To estimate incidence and risk factors of severe cerebral injury in survivors from monochorionic pregnancies with selective intrauterine growth restriction (sIUGR) and/or birth weight discordance (BWD).
Electronic databases were searched for studies describing perinatal and neurologic outcome in monochorionic twins with sIUGR and/or BWD. Exclusion criteria were twin-twin transfusion syndrome, twin anemia-polycythemia sequence, selective feticide or laser treatment.
Eleven articles were included in the systematic review. Analysis was hampered by different methodology and definitions of cerebral injury. The incidence of severe cerebral injury varied from 0% to 33% (average 8%, 52/661), and was higher in studies including single intrauterine demise [odds ratio (OR) 2.92; 95% confidence interval (CI) 0.89-9.56] and studies with a median gestational age at birth of ≤32 weeks (OR 1.56; 95% CI 1.06-2.27). The risk of severe cerebral injury was higher in pregnancies with abnormal umbilical artery Doppler (13.5% vs 2.5%; OR 7.69; 95% CI 2.56-25.00) and in larger twins (9% vs 5%; OR 1.93; 95% CI 0.95-3.92).
The incidence of severe cerebral injury in monochorionic twins with sIUGR and/or BWD is approximately 8% and is associated with abnormal umbilical artery Doppler, larger twins, intrauterine fetal demise and low gestational age at birth.

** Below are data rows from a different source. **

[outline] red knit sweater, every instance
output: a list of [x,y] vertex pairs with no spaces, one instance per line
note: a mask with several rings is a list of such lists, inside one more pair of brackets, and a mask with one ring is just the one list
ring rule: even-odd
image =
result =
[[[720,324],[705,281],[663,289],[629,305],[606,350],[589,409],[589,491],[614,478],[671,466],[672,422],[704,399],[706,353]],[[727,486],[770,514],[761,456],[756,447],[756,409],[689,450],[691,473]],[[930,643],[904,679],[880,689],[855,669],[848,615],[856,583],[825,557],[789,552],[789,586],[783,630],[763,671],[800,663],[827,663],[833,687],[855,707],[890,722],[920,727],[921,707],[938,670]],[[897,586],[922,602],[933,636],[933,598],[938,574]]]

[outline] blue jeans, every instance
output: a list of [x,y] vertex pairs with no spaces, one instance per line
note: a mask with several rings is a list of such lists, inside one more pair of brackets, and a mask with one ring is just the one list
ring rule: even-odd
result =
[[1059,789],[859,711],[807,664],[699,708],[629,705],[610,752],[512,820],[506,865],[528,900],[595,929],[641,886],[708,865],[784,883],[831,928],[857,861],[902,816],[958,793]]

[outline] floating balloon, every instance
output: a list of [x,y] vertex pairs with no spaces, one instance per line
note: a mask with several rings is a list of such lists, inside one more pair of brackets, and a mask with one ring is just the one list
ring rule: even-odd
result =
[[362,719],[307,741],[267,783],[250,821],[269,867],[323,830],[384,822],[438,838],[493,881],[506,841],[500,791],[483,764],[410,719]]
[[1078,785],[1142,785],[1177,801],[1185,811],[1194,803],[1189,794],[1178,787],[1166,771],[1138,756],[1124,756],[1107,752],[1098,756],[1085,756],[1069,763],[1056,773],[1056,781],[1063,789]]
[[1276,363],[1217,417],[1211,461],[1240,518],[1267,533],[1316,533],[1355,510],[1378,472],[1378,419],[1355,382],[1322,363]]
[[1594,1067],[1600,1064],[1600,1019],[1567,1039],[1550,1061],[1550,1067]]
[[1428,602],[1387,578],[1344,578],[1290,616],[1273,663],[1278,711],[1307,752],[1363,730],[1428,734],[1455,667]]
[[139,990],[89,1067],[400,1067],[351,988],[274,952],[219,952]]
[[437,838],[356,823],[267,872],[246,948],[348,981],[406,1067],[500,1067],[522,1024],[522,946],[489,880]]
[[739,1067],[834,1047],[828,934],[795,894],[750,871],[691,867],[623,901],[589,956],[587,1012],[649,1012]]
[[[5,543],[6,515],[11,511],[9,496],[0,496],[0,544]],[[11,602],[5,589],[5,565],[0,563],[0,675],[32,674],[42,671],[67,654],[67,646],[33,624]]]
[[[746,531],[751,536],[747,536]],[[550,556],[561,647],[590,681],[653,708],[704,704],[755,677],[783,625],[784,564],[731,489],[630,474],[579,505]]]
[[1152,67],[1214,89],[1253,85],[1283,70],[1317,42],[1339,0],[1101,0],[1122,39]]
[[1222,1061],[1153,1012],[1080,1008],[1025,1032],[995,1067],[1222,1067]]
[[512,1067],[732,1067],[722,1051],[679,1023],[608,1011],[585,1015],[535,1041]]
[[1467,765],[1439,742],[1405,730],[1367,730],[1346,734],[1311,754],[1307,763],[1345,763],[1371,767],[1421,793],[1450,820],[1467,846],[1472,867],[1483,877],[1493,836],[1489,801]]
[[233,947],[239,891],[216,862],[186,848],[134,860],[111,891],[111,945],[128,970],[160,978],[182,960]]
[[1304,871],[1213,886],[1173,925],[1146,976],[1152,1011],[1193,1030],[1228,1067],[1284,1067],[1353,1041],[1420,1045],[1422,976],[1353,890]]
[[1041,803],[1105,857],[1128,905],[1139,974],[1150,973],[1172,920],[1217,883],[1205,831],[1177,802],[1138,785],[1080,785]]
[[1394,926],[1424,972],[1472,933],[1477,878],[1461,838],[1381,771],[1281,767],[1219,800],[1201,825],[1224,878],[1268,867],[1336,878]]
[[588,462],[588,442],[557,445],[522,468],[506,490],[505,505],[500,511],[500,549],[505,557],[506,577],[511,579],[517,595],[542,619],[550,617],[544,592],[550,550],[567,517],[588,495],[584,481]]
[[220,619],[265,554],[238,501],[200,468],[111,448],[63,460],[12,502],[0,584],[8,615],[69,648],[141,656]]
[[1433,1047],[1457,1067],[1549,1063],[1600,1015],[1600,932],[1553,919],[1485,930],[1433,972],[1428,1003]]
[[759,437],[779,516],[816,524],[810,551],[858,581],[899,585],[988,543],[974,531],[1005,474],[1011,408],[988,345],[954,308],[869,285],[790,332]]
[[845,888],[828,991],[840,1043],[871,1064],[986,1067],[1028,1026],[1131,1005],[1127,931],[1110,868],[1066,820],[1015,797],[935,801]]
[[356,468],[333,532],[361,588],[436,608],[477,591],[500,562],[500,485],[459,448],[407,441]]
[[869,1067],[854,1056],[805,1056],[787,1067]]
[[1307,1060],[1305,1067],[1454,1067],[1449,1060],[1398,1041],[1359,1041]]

评估单绒毛膜双胎妊娠合并选择性胎儿生长受限(sIUGR)和/或出生体重不一致(BWD)的幸存者中重度脑损伤的发生率及危险因素。
检索电子数据库,查找描述单绒毛膜双胎妊娠合并sIUGR和/或BWD的围产期及神经学结局的研究。排除标准为双胎输血综合征、双胎贫血-红细胞增多序列征、选择性减胎术或激光治疗。
系统评价纳入11篇文章。不同的脑损伤研究方法和定义妨碍了分析。重度脑损伤的发生率在0%至33%之间(平均8%,52/661),在包括单胎宫内死亡的研究中发生率更高[比值比(OR)2.92;95%置信区间(CI)0.89 - 9.56],且在出生孕周中位数≤32周的研究中发生率也更高(OR 1.56;95% CI 1.06 - 2.27)。脐动脉多普勒异常的妊娠中重度脑损伤风险更高(13.5% 对 2.5%;OR 7.69;95% CI 2.56 - 25.00),且在较大胎儿中风险更高(9% 对 5%;OR 1.93;95% CI 0.95 - 3.92)。
单绒毛膜双胎妊娠合并sIUGR和/或BWD的幸存者中重度脑损伤的发生率约为8%,且与脐动脉多普勒异常、较大胎儿、宫内胎儿死亡及出生孕周小有关。